Judge of the Oklahoma Court of Criminal Appeals
- In office July 13, 2010 – June 17, 2017
- Appointed by: Brad Henry
- Preceded by: Charles S. Chapel
- Succeeded by: Dana Kuehn

Personal details
- Born: Carlene Clancy Smith Hugo, Oklahoma, U.S.

= Clancy Smith =

American judge

Carlene Clancy Smith is a retired judge from Oklahoma. (Note: Judge Smith rarely uses her first name, preferring to be addressed as Clancy.) Her last position was as a justice of the Oklahoma Court of Criminal Appeals (OCCA). She retired on June 17, 2017. She served as the presiding judge of the court for a two-year term starting on January 1, 2015.

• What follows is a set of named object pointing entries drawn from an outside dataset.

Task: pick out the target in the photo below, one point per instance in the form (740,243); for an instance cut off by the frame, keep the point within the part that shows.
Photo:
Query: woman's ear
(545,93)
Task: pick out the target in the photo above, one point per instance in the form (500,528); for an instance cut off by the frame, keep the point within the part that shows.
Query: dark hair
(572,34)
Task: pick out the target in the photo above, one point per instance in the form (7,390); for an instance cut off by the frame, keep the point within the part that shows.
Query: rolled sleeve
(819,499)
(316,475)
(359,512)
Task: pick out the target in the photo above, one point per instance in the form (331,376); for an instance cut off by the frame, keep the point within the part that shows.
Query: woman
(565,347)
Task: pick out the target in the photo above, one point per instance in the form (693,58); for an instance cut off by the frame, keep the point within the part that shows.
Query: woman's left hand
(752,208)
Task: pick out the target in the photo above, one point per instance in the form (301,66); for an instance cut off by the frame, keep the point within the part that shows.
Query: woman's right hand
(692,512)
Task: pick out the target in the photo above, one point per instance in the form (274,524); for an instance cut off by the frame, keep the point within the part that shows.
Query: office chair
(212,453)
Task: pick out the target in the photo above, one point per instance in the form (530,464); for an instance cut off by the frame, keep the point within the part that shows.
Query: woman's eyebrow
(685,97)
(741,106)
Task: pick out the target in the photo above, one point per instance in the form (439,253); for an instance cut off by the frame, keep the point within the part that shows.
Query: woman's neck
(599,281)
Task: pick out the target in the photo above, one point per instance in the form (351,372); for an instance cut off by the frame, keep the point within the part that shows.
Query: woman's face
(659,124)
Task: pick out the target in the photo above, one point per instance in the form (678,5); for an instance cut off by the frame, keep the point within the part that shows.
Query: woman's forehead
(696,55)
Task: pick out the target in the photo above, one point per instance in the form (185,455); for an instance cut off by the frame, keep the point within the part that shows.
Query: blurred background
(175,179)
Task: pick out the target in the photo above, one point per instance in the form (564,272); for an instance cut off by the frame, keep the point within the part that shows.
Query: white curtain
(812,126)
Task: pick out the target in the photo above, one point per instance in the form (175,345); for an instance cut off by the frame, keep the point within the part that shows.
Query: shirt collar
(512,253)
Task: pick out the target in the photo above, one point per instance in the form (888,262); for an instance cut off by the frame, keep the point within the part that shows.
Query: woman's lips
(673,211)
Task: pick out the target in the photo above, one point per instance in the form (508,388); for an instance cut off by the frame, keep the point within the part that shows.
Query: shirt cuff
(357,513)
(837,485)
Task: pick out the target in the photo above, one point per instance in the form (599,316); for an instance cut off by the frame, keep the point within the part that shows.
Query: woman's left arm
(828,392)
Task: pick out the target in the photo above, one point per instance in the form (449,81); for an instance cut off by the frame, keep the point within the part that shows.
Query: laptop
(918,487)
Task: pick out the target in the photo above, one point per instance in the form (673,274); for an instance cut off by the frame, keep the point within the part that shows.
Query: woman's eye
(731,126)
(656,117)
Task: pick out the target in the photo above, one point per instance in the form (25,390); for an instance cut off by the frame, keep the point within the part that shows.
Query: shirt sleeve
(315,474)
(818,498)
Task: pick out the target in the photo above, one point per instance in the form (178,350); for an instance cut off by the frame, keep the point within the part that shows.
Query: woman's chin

== Early life and education ==
Clancy Smith was born and raised in Hugo, Oklahoma, where she graduated from Hugo High School in 1960. She then attended Oklahoma State University, where she earned a bachelor's degree in English, graduating in 1964. After graduating, she taught English at Memorial High School in Tulsa, and in Jacksonville, Florida. Later, she enrolled at the University of Tulsa College of Law, where she earned the Juris Doctor degree in 1980, then entered a private law practice for fourteen years.

== Career ==
She became a special district judge in the Family Law Division of the Tulsa County District Court from 1994 until 1998. She received the Outstanding Family Law Judge Award from the Family Law Section of the Oklahoma Bar Association (OBA) in 1996. Governor Brad Henry appointed her as district judge for the Fourteenth Judicial District in 2005. She served until 2010 in the Criminal Division of the District Court of Tulsa County and presided over more than 110 felony jury trials.

While serving as District Judge, Smith worked closely with Women In Recovery for alternative sentencing options for women.

On October 17, 2017, Governor Mary Fallin announced that Judge Dana Kuehn would succeed Judge Smith on the OCCA.

==Honors and memberships==
- Member, Tulsa Bar Association
- Member, Oklahoma Bar Association
- President of the Johnson-Sontag Chapter of the America Inns of Court for three years
- Received the James Sontag Award for ethics and civility in 2010
- Recipient of the 2010 Mona Salyer Lambird Spotlight Award.

==Personal==
Smith is married to Jim Thompson. The couple has two children and four grandchildren.